New York, New York (PRWEB) May 12, 2016

Body Labs (bodylabs.com), the provider of the world's most advanced technology for analyzing the human body's shape, pose and motion, announced today that Michael J. Black, Body Labs co-founder and board member, will be inducted as a foreign member of the Royal Swedish Academy of Sciences.

Black — who pioneered the creation of a statistical model of human shape and pose, which fuels Body Labs' predictive body shape analytics platform — was elected last year to the Academy responsible for awarding the Nobel Prize in Physics and Chemistry. He was inducted on May 11, 2016.

Founded in 1739, the Royal Swedish Academy of Sciences objective is to promote the influence of the sciences in society. In addition to the Nobel Prize, every year the Academy also awards the Sveriges Riksbank Prize in Economic Sciences, the Crafoord Prize and a number of other large prizes. This prestigious appointment recognizes Black's record of scholarship, including fundamental contributions in optical flow estimation, neural prosthetics, and human shape and motion analysis.

"This appointment is a great honor, and I am pleased to receive this recognition from the Royal Swedish Academy of Sciences," said Michael J. Black, Body Labs co-founder and board member. "We believe that our research on computer vision and the human body's shape, pose and motion will power the next frontier in mass customization and product personalization."

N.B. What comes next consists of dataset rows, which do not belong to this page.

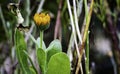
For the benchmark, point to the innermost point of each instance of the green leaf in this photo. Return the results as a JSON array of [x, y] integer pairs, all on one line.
[[54, 47], [33, 67], [20, 46], [59, 64], [41, 56]]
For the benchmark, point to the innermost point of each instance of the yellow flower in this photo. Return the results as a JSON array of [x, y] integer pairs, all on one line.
[[41, 19]]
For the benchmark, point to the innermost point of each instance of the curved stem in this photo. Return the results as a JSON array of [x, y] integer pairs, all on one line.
[[41, 38]]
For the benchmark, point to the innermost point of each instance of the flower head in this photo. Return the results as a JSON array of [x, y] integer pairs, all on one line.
[[41, 19]]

Black is a founding director leading the Perceiving Systems Department at the Max Planck Institute for Intelligent Systems. Body Labs continues to have exclusive licenses to technology developed initially by Black's group while a professor at Brown University and then later at the Max Planck Institute. This technology includes the statistical model of the human body — which contains machine learning algorithms and the world's most robust database of human shape and pose — to accurately digitize 3D body shape referencing third-party 3D scans or physical measurements.

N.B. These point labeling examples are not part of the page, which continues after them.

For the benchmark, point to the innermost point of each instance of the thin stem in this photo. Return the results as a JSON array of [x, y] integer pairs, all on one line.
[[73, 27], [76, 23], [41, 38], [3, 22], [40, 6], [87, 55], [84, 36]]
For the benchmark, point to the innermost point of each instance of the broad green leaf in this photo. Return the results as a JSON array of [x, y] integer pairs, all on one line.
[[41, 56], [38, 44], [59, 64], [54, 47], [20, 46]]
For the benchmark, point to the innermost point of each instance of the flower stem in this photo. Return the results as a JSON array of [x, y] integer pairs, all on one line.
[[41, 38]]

Black's research on optical flow has been used in Hollywood films including the Academy Award winning effects in "What Dreams May Come" and "The Matrix Reloaded." Black is also the recipient of the 2010 Koenderink Prize for Fundamental Contributions in Computer Vision and the 2013 Helmholtz Prize. His work has received an Honorable Mention for the Marr Prize in 1999 and 2005. Black's work has won several paper awards including the IEEE Computer Society Outstanding Paper Award (CVPR'91) and has also contributed to several influential datasets including the Middlebury Flow dataset, HumanEva, and the Sintel dataset.